À l'école d'Abdère, la réponse à Parménide consiste à faire exister à la fois l'être et le non-être : les atomes, insécables et innombrables, et le vide où ils se meuvent. Le Dictionnaire consacre un article à l'atomisme.

  • Leucippe (Ve siècle) : fondateur de la doctrine, si mal connu qu'Épicure niait jusqu'à son existence ; de lui nous reste une seule phrase : rien ne se produit en vain, mais tout à partir d'une raison et sous l'empire de la nécessité (fr. 2 Diels-Kranz).
  • Démocrite d'Abdère (v. 460-370) : il déploie l'atomisme en une encyclopédie entière, de la cosmologie à l'éthique de la bonne humeur (euthymia) ; la postérité en fit le philosophe qui rit.

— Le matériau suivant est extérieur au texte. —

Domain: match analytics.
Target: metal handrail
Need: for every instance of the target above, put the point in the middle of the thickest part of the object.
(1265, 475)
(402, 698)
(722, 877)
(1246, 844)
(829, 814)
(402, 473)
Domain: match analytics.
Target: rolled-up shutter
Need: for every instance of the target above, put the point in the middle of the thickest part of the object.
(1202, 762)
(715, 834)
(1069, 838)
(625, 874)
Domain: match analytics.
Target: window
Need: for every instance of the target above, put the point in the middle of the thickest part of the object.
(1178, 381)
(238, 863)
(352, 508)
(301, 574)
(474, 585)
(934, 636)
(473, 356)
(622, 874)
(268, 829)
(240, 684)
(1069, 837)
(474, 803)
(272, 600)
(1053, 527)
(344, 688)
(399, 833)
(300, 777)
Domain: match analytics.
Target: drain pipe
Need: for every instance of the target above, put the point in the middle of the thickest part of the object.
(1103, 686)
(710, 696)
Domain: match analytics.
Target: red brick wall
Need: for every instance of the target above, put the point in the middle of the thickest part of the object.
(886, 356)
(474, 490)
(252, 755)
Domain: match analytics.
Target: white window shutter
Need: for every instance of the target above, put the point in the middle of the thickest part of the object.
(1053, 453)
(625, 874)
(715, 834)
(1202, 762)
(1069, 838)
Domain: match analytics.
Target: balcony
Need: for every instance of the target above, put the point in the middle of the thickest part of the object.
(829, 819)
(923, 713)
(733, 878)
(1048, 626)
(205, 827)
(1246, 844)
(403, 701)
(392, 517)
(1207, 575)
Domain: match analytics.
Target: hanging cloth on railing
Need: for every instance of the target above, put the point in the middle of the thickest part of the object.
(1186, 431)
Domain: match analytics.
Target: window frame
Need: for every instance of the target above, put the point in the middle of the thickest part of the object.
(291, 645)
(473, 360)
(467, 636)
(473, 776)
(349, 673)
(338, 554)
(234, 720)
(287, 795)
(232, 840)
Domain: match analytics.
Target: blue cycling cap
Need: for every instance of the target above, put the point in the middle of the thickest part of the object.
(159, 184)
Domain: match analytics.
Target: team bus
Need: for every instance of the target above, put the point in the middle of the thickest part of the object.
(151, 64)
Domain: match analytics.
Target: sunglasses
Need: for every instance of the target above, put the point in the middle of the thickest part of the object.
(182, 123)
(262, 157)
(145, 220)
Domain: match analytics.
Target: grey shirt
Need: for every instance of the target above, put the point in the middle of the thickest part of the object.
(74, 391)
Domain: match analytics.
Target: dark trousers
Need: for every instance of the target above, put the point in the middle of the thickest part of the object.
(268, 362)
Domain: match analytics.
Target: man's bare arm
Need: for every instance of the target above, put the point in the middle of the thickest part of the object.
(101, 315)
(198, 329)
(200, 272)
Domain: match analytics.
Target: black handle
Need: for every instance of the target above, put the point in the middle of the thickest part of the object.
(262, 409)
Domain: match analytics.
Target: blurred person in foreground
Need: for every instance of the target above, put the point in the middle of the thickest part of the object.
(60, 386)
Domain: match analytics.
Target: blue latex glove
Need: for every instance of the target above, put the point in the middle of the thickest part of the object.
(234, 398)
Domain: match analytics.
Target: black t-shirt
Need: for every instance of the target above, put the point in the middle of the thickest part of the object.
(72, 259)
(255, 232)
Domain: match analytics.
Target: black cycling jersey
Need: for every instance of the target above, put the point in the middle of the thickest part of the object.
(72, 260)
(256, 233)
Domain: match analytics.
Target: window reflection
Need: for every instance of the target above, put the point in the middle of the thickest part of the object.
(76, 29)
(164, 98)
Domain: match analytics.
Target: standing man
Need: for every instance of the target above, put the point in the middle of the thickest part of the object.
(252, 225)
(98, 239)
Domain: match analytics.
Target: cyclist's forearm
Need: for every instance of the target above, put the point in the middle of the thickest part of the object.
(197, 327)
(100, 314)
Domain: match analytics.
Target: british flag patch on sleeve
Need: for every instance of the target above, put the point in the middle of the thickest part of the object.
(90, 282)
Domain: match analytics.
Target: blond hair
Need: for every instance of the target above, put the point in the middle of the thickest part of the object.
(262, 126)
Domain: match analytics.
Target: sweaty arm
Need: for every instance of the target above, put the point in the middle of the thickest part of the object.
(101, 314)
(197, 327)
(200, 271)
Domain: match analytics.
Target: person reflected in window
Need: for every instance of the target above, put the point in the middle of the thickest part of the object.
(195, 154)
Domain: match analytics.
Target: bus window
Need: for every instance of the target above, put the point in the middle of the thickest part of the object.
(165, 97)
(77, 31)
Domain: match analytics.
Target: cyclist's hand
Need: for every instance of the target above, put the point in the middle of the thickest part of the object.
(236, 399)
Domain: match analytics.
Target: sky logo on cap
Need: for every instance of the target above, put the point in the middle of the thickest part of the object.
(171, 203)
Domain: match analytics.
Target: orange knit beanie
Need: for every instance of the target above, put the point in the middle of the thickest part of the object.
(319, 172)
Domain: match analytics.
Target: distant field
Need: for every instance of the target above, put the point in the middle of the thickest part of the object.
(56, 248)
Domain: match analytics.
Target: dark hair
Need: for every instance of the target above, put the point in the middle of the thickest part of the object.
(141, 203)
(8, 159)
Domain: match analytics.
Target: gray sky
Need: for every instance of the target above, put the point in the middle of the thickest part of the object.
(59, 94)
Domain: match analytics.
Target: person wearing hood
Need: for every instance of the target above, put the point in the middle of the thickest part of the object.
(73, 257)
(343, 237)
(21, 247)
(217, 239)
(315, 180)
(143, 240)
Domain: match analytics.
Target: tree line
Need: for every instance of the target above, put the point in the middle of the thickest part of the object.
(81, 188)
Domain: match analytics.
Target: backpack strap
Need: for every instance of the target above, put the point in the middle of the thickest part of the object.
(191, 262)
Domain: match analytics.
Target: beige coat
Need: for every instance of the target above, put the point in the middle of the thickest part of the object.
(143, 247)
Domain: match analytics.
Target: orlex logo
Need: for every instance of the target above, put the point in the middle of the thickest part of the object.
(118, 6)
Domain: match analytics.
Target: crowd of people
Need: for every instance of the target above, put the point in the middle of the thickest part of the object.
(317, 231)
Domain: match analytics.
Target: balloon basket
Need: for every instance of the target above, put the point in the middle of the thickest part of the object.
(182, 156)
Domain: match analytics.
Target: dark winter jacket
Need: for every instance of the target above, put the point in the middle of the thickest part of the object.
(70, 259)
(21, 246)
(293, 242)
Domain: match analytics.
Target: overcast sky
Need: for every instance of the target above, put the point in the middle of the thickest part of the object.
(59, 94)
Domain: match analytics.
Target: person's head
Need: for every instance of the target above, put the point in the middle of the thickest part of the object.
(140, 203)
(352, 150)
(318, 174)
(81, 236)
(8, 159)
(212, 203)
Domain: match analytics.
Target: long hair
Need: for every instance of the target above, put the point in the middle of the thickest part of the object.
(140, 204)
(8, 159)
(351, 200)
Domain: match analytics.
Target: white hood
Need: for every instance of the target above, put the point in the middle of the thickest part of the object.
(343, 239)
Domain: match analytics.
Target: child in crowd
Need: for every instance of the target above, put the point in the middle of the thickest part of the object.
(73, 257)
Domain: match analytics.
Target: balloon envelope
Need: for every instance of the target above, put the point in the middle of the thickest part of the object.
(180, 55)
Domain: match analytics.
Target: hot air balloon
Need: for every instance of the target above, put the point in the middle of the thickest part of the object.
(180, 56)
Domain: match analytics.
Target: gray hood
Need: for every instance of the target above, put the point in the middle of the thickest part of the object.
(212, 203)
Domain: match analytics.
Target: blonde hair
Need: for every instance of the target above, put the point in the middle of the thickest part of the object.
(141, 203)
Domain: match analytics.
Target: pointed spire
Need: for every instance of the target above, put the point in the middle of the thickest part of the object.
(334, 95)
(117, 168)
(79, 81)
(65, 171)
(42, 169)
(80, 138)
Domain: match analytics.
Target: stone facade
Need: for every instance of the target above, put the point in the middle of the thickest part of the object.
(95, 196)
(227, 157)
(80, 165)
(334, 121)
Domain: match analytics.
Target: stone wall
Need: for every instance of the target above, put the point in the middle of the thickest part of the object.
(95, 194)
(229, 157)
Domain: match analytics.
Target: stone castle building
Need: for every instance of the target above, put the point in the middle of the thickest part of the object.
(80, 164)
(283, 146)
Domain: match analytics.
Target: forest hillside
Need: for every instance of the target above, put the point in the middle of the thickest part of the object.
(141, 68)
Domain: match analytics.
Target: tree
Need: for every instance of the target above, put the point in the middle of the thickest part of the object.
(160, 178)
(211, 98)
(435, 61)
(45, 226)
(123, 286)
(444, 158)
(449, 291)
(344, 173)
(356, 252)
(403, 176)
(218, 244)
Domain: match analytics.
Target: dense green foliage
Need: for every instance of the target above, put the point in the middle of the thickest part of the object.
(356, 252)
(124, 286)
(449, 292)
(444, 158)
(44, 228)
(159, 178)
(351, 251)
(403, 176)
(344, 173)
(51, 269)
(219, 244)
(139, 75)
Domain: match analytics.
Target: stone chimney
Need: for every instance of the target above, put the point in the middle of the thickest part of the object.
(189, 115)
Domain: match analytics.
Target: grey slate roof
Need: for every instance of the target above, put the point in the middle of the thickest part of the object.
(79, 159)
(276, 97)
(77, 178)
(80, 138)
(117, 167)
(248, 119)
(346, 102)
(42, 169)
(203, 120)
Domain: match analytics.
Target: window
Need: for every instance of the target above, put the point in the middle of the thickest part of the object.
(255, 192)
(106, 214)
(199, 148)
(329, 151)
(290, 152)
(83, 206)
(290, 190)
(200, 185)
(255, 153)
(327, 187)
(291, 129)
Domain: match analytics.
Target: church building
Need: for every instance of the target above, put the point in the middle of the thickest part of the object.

L'école d'Abdère se prolonge ensuite de maître en disciple jusqu'au seuil de l'époque hellénistique :

  • Nessas d'Abdère : disciple direct de Démocrite.
  • Métrodore de Chio : il ouvrait son traité Sur la nature par un aveu que retiendront les sceptiques : nous ne savons rien, pas même si nous savons ou non.
  • Diogène de Smyrne : maillon de la succession, maître d'Anaxarque.
  • Anaxarque d'Abdère : compagnon d'Alexandre en Asie, surnommé l'Eudémoniste ; Pyrrhon fut son élève.
  • Hécatée d'Abdère : rattaché à l'école, auteur d'ouvrages sur les Égyptiens et sur les Hyperboréens.
  • Apollodore de Cyzique : démocritéen, cité pour son témoignage sur les fréquentations de Démocrite.
  • Nausiphane de Téos : démocritéen, maître d'Épicure, qui le renia avec éclat.
  • Diotime : démocritéen connu par Sextus Empiricus.
  • Bion d'Abdère : mathématicien ; le premier, dit-on, à enseigner qu'il existe des contrées où le jour et la nuit durent six mois.
  • Bolos de Mendès : compilateur égyptien d'époque hellénistique, dont les écrits circulèrent sous le nom de Démocrite.

Professeurs itinérants du Ve siècle, maîtres de rhétorique et d'excellence politique, les sophistes déplacent la réflexion de la nature vers la cité, le langage et l'homme. Platon en fit les adversaires de Socrate ; Diels et Kranz les rangent au terme de leur recueil des Présocratiques.

  • Protagoras d'Abdère (v. 490-420) : « l'homme est la mesure de toutes choses » (fr. 1 Diels-Kranz) ; le premier à se déclarer sophiste et à enseigner contre salaire, il professait sur les dieux un prudent agnosticisme.
  • Gorgias de Léontinoi (v. 480-375) : son traité Du non-être soutient que rien n'est, que si quelque chose était nous ne pourrions le connaître, et que si nous le connaissions nous ne pourrions le communiquer ; l''Éloge d'Hélène célèbre la puissance du discours, souverain qui accomplit les actes les plus divins avec le plus petit des corps.
  • Prodicos de Céos : maître de la distinction des synonymes ; Xénophon a conservé son apologue d'Héraclès à la croisée des chemins, entre Vertu et Vice.
  • Antiphon : théoricien de l'opposition entre la nature (physis) et la loi (nomos) ; on discute encore s'il faut l'identifier à l'orateur athénien du même nom.
  • Thrasymaque de Chalcédoine : rhéteur ; Platon lui prête, au livre I de la République, la thèse que la justice n'est que l'intérêt du plus fort.
  • Lycophron : élève de Gorgias ; la loi n'est pour lui qu'une convention, garante des droits mutuels, incapable de rendre les citoyens bons.
  • Xéniade de Corinthe : il soutenait que tout est faux et que rien ne naît ni ne périt ; Sextus Empiricus est notre source.
  • Hippias d'Élis (v. 465-395) : polymathe à la mémoire prodigieuse, mathématicien, orateur ; deux dialogues de Platon portent son nom.
  • Critias d'Athènes (v. 460-403) : oncle de Platon et chef des Trente ; on lui attribue le drame satyrique Sisyphe, qui fait des dieux une invention destinée à tenir les hommes par la crainte.